Дина Морисовна Шварц, легендарный завлит Г. А. Товстоногова, вспоминала, что в каком-то городском капустнике показывали солдат, посаженных на гауптвахту. Их обещали освободить и отправить на спектакль в БДТ — перспектива посещения спектакля этого театра приводила бедных солдат в такой ужас, что они снова просились «на губу»…
Приход Товстоногова в театр должен был бы вызвать невероятный подъем настроения в труппе — ведь пришел режиссер, очень хорошо известный Ленинграду своими постановками в Театре им. Ленинского комсомола, постановкой «Оптимистической трагедии» Вс. Вишневского в Академическом театре драмы им. А. С. Пушкина; режиссер, полный энергии, творческих сил, замыслов, лауреат двух премий; режиссер, которого с полным основанием считали одним из ведущих мастеров страны. Может быть, какая-то часть труппы и восприняла приход Товстоногова с хорошо скрытым энтузиазмом, но в основном актеры были настроены настороженно, а некоторые почти враждебно.

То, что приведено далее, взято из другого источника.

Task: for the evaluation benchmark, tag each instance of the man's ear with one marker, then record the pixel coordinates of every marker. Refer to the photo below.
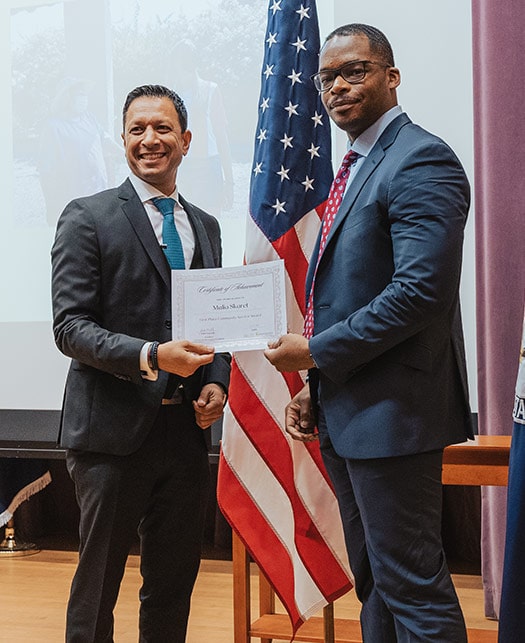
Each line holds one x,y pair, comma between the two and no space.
186,139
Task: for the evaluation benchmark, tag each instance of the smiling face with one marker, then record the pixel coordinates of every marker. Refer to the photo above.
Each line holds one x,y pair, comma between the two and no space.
154,141
354,107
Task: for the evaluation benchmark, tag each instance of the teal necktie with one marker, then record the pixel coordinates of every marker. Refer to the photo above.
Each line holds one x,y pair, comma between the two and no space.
172,245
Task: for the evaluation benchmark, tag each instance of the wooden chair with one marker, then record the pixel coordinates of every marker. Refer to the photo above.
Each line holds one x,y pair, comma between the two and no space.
484,461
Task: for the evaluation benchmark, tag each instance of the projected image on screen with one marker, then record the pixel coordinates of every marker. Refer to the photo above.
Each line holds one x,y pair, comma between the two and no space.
72,64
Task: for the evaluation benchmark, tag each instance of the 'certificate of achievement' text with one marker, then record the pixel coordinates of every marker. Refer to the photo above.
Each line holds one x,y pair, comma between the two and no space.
231,309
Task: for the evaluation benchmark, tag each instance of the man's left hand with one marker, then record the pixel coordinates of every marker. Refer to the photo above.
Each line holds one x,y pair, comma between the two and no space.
290,353
210,405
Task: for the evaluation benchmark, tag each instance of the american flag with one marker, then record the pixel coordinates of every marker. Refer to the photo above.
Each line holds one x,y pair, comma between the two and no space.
273,491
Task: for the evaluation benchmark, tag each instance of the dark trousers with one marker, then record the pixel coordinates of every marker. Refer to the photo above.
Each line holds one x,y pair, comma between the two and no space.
160,491
391,512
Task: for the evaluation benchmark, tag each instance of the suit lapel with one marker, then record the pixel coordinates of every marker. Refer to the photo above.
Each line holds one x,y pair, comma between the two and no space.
370,164
136,214
201,236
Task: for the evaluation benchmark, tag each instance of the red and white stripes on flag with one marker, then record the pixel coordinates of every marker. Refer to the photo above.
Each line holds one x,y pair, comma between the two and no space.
274,491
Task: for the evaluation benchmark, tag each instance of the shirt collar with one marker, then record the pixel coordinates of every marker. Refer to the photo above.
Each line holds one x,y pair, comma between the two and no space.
364,143
147,192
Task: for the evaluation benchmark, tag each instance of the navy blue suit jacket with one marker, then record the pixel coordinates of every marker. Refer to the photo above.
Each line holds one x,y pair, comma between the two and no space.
111,293
388,338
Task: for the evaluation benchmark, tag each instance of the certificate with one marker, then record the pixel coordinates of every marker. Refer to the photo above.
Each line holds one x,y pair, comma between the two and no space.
231,309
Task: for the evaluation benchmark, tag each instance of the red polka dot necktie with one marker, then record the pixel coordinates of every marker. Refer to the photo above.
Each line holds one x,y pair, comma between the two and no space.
333,202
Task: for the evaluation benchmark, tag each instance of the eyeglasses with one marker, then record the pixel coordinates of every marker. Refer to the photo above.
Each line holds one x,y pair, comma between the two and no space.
353,72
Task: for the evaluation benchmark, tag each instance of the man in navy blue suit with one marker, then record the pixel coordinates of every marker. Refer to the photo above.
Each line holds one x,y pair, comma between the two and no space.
387,377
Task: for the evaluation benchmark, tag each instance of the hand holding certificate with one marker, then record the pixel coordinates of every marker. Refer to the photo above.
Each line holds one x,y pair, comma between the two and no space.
231,309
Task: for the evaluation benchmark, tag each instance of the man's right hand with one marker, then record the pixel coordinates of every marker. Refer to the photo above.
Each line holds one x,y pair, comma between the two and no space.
182,357
299,418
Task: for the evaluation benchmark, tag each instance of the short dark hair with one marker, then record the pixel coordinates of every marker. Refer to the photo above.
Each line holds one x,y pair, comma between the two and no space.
157,91
378,41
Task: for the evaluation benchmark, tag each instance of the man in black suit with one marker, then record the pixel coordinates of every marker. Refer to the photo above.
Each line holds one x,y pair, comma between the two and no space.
135,401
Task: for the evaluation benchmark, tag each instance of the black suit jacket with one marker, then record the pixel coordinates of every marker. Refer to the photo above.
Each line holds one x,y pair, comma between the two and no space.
111,288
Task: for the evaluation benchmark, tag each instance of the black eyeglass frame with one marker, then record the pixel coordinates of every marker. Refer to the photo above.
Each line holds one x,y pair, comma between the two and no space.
316,78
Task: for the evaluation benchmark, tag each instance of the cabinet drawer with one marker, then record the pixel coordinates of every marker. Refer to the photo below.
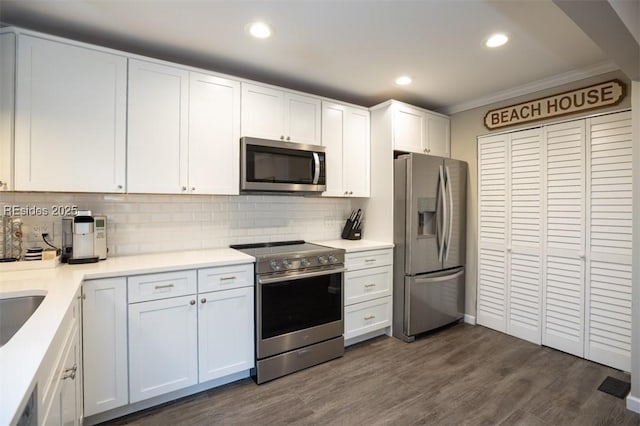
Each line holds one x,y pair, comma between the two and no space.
225,277
142,288
367,284
366,317
369,259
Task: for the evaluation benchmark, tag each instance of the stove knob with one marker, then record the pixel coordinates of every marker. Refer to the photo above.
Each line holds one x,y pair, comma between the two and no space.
275,265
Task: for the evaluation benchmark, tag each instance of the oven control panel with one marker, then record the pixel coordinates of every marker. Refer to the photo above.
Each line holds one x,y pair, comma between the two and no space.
294,263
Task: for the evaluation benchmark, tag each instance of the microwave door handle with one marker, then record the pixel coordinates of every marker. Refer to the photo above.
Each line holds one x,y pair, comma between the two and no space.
316,168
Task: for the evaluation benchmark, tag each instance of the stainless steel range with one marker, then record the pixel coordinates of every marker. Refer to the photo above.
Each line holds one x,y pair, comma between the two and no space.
299,300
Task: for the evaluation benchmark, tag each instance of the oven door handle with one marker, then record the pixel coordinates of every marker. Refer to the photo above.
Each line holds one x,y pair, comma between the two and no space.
272,280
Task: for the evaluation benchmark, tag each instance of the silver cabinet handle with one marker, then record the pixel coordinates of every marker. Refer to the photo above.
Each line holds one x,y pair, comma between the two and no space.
233,277
160,287
69,373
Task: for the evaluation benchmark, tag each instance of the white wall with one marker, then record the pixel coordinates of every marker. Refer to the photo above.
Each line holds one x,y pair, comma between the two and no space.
158,223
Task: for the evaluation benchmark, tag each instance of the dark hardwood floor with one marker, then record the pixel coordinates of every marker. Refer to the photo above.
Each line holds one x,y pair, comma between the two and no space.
462,375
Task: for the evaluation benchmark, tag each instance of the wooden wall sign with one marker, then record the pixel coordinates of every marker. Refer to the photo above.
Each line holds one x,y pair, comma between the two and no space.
587,98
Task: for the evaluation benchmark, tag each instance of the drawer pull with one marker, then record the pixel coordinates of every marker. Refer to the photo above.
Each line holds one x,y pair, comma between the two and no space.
69,373
233,277
160,287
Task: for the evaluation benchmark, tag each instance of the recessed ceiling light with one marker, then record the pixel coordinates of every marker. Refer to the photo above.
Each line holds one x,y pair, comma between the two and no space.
403,80
496,40
259,30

И, как оказалось, предчувствие не обмануло — первым шагом нового главного режиссера стало сокращение труппы. Было уволено 38 человек! Случай беспрецедентный… В книге «О профессии режиссера» Георгий Александрович Товстоногов писал: «Поскольку положение было доведено до крайности, нам удалось провести реформу, подобную которой давно не знал советский театр. В течение одного сезона было освобождено 38 человек, то есть почти половина труппы. Пришло пополнение. Из прежнего состава театра осталось 20 процентов, остальные влились в труппу заново».
Разумеется, это было жестоко. Но — необходимо. Иначе невозможно было строить новый театр на месте руин, оставшихся к тому времени от Большого драматического. А Товстоногов собирался строить именно новый театр — с четко выверенной программой, с интереснейшей афишей, с ансамблем, состоящим из крупных индивидуальностей.